Ce qui est en train d’arriver au groupe de rock shoegaze anglais Slowdive (qui se produira en concert mercredi 17 janvier à La Cigale à Paris) tient du miracle : leur cinquième album Everything is alive a atteint le top 10 anglais, des festivals veulent les accrocher à leur programmation partout dans le monde et des adolescents postent même sur TikTok des vidéos déclarant leur amour pour certaines de leurs chansons sorties il y a… 30 ans.

Pourquoi miracle ? Parce qu’en 1995, lorsque sort leur troisième disque Pygmalion, ôde à la musique ambient (Brian Eno collaborant à certains titres), le label Creation (maison du groupe Oasis) les vire une semaine après la mise en vente de l’album. Plus à la mode. Plus en couverture de la presse musicale qui les avait pourtant installés sur un piédestal à leurs débuts à l’aurore des années 90. Plus dans le temps d’une musique qui s’amuse en naissant (la britpop) et n’a pas le temps de réfléchir. Il faut ainsi attendre 2017 pour que Slowdive (les chanteurs et guitaristes Rachel Goswell et Neil Halstead, le guitariste Christian Savill, le bassiste Nick Chaplin et le batteur Simon Scott) ne se lance à nouveau dans le grand bain avec un disque éponyme éblouissant. Ce qui illumine décisivement chez eux ? Une appétence pour les effets de réverbération électrique, une inclinaison pour la rêverie et la sensation, des voix éthérées qui laissent le sens flotter à loisir vers une hypersensibilité vibrionnante.

Tout avec Slowdive (paroles, musique, vidéos) prend au fil des écoutes une profondeur inouïe, une consistance que justement la presse a eu tendance à négliger sur la durée, ne voyant et n’entendant finalement en eux et en leurs comparses du mouvement shoegaze (Ride, My Bloody Valentine) qu’une capacité à se célébrer eux-mêmes dans un onanisme musical incongru. C’était peine perdue, le temps a fait son affaire et il se révèle toujours particulièrement juste dans la musique : les vraies chansons tiennent aux parois des décennies, surtout lorsque les évolutions modernes du son (pédales, effets) donnent a posteriori raison aux visions esthétiques d’un groupe pour qui le fond est la forme-même : il y a une prodigieuse émotion brute (guitares et basse) au milieu de nappes de calme (claviers, chant).

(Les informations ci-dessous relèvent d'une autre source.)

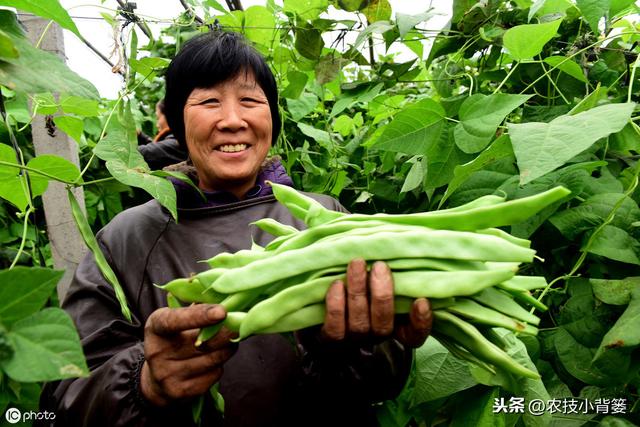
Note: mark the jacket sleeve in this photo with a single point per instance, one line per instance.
(114, 351)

Il y a en somme de l’être au beau milieu de l’atmosphère et Slowdive le déploie sereinement. À applaudir.

 

Slowdive, en concert le mercredi 17 janvier. La Cigale, 120, boulevard Marguerite de Rochechouart, 75018 Paris. Album Everything is alive disponible (Dead Oceans)

Le groupe a récemment joué dans l’émission live Echoes with Jenny Beth, leur prestation sera prochainement visible sur le site d’Arte.